プロフィール 東京都出身。高校を卒業後、ボクシングの世界に身を投じ、30歳になるまでプロボクサーとして活躍。25歳を境に転身を模索しはじめ、両親が不動産投資を行っていた縁で知り合ったマンション販売会社の取締役の勧めにより、2002年にマンション管理業務主任者の資格を取得。同時に(株)アペルワンを設立。以来、社会問題ともなっているマンション管理関連の問題に専門家として取り組み、住民のサポーターとして活動を続けている。
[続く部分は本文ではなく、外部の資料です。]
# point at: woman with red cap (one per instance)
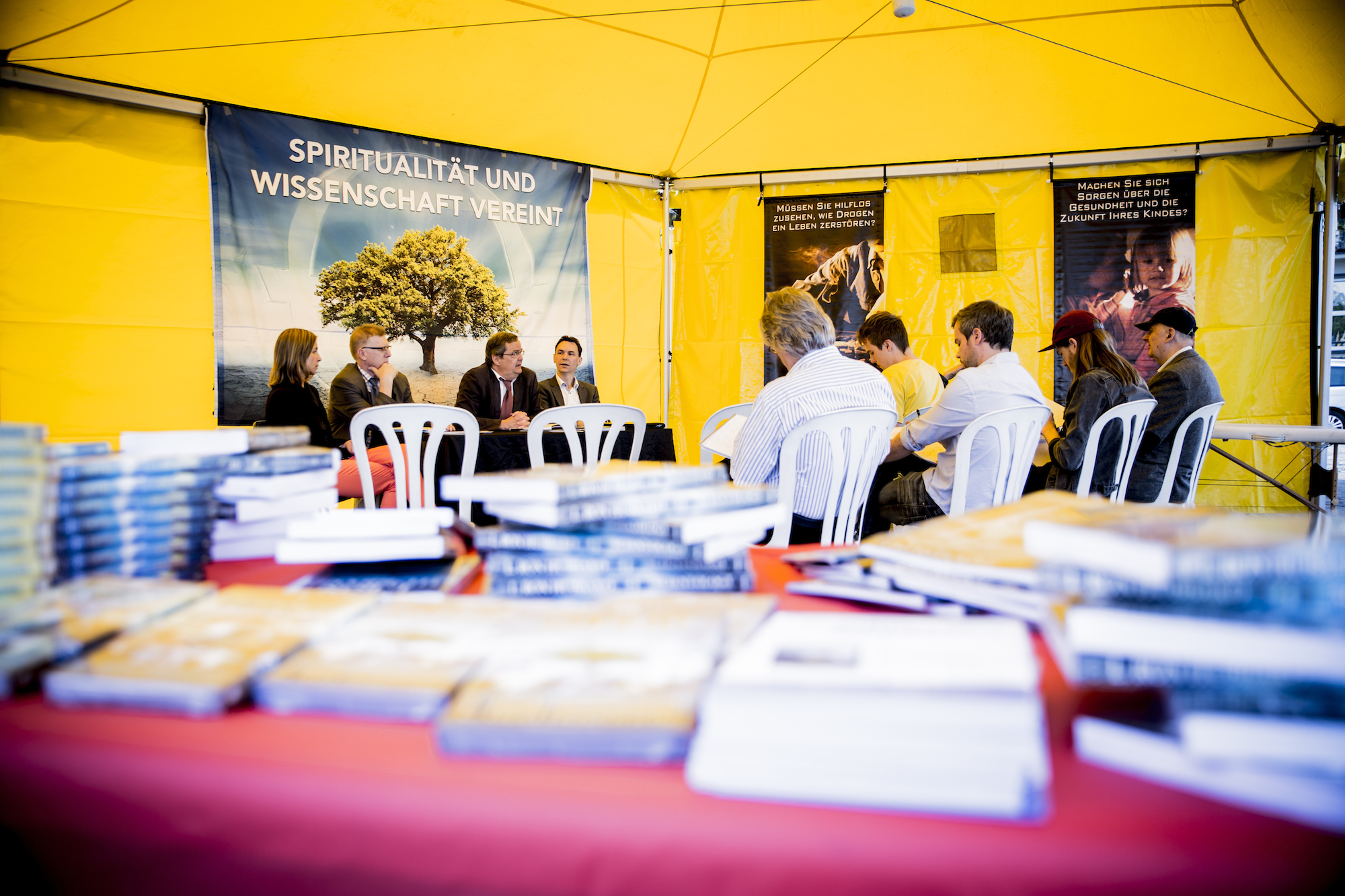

マンション購入時から支払い続けている「修繕費積立金」が不足し、大規模改修工事に際して追加費用を一時金として徴収されるという問題が多数発生している。株式会社アペルワンの森田将史氏によると、国土交通省も問題視し、対策に乗り出したこの問題は、マンションを供給する側のデベロッパーやマンション管理会社の事業姿勢に起因するケースが多い。これらの問題に対峙し、解決への道を指南する取り組みについて、詳しくうかがった。
修繕費積立金が不足して
一時金として一戸あたり50万円も追加徴収されるケースも

インタビュアー サヘル・ローズ (タレント)
ローズ 今日は株式会社アペルワンさんにおうかがいいしています。業務内容からご紹介ください。
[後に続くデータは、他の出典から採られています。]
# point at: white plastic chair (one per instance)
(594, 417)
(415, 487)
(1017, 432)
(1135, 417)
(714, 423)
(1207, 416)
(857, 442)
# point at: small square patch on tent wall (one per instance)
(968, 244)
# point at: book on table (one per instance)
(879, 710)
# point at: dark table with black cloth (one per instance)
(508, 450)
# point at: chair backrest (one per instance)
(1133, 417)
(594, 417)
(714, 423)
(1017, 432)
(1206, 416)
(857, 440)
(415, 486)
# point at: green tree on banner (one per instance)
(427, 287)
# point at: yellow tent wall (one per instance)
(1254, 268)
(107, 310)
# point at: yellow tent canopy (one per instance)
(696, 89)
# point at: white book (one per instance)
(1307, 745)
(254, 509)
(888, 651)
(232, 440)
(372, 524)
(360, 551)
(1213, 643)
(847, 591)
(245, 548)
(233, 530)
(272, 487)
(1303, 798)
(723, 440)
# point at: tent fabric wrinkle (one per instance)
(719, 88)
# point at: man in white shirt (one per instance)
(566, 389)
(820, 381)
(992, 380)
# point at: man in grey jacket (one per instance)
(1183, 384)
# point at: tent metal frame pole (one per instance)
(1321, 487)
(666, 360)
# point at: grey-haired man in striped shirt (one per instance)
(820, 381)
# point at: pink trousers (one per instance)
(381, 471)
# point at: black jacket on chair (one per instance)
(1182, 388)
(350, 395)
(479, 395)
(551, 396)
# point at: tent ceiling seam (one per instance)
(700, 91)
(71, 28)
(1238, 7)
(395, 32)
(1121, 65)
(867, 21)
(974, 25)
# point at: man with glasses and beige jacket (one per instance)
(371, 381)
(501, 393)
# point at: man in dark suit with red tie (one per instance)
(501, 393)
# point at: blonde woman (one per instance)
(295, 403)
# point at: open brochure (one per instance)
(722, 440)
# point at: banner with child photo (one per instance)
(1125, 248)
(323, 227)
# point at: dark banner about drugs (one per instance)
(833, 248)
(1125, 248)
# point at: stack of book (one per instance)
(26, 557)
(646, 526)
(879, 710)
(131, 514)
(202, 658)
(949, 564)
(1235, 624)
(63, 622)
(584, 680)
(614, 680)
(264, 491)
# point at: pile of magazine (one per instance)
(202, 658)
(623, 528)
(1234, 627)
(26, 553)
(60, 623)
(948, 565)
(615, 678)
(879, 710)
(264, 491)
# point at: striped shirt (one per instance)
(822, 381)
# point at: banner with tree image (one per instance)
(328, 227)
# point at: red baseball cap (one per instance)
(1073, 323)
森田 一言でいえば 「マンションの管理会社」 ですが、私どもの有用性をご理解いただくためには、まず現在の分譲マンション販売を取り巻く環境についてご説明しなくてはなりません。マンションを購入すると、物件の代金以外に、毎月マンションの管理費と修繕費積立金が必要となるのはご存知ですか?
ローズ はい。私自身はマンションを購入した経験はありませんが、月々のローン以外にかかる費用があることは知っています。
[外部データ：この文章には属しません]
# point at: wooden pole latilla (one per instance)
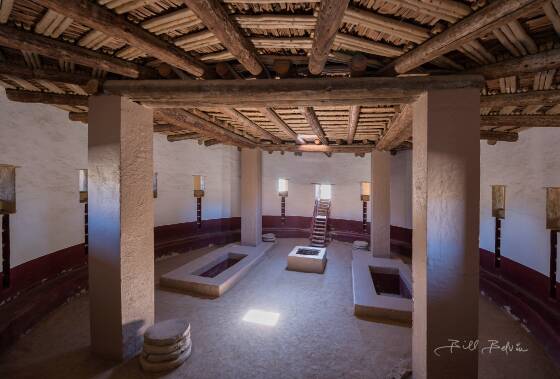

森田 まさにおっしゃったとおり、ほとんどの方はローンを組んで物件を購入されますよね。不動産を販売する側にしてみれば、物件が売れ残らないよう、往々にして月々の負担となる修繕費積立金を必要額より低めに設定して提示してしまうのです。そうすると、10年から20年後に必ず発生する大規模修繕の際に資金が足りなくなります。国土交通省もこの問題に着目し、対策に乗り出していますが、すでに膨大な数のマンションが問題を抱えたまま売却されてしまっています。
ローズ 行政のコントロールが後手になってしまったのですね。でも、修繕費が足らなくなったら、マンションはどうなってしまうのですか?